Um ponto interessante aqui: apesar de todo o esforço do Banco da Coreia, os grandes bancos do país já deixaram claro que preferem stablecoins a uma CBDC centralizada. Em junho, oito bancos anunciaram que planejam lançar stablecoins lastreadas no won nos próximos dois anos.

E o próprio BOK não parece contrário à ideia. O vice-governador Ryoo Sangdai afirmou que os bancos podem e devem ser os emissores principais das stablecoins nesse primeiro momento, antes de permitir que outros setores entrem na jogada.

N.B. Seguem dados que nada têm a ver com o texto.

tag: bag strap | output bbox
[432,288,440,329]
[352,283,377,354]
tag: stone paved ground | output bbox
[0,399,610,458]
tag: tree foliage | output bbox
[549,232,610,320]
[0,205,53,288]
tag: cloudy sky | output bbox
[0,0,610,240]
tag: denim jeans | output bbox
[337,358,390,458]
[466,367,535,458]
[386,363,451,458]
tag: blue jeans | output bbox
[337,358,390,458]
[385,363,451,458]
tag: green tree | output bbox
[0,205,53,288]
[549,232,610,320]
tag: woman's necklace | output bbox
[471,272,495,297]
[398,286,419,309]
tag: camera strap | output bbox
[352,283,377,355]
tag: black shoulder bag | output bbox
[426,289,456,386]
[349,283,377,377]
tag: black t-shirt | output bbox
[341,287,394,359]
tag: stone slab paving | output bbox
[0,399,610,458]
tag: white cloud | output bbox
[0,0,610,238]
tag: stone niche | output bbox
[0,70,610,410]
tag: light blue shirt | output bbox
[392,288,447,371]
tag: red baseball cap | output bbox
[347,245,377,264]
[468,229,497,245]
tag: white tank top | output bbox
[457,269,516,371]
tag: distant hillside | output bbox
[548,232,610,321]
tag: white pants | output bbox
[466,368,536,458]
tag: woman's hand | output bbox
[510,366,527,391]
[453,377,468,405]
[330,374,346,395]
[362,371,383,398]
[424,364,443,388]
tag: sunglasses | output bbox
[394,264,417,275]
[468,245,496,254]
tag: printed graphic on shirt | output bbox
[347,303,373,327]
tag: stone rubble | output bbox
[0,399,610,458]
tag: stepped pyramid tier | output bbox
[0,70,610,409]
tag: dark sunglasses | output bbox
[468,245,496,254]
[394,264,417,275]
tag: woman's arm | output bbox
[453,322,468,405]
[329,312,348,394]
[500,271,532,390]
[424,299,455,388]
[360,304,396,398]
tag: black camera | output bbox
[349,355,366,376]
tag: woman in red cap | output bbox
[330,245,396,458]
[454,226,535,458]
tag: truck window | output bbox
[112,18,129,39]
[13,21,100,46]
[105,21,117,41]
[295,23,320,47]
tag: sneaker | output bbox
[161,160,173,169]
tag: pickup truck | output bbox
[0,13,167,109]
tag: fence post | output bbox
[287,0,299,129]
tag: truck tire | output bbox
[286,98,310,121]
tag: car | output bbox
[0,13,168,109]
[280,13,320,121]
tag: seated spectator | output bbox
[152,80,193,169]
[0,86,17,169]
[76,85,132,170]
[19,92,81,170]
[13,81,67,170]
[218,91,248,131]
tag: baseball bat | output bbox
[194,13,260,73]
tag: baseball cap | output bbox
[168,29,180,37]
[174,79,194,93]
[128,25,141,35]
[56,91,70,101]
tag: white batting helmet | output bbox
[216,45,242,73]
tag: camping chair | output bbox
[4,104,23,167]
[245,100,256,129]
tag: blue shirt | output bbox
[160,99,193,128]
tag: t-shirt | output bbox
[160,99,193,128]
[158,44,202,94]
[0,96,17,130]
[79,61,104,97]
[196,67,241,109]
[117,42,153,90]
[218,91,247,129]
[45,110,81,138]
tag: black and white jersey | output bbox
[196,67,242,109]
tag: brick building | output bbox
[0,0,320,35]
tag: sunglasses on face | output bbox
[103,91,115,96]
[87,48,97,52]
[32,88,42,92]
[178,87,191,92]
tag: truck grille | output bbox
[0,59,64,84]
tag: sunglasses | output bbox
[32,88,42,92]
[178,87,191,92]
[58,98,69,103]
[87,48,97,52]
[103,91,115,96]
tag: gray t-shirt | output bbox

Presidente pró-cripto e ambiente favorável

Vale lembrar que a Coreia do Sul acabou de eleger Lee Jae Myung, um presidente com discurso pró-cripto. Ele defende ETFs, stablecoins e políticas mais favoráveis à inovação digital. Com um governo que não só aceita, mas incentiva o setor, o Banco Central precisa correr para acompanhar.

E o que isso significa pro cenário global?

A Coreia do Sul está mandando um recado claro: não vai ficar na arquibancada vendo os outros jogarem. Ela quer estar entre os protagonistas da próxima fase do dinheiro digital. Enquanto o Ocidente ainda debate se o Pix compete com cripto, os sul-coreanos já estão montando a base para um sistema financeiro híbrido, com stablecoins privadas, moedas digitais estatais e uma regulação pragmática.

E você, acha que os bancos centrais do Ocidente vão conseguir acompanhar esse ritmo? Ou vamos assistir de longe enquanto a Ásia dita o futuro do dinheiro?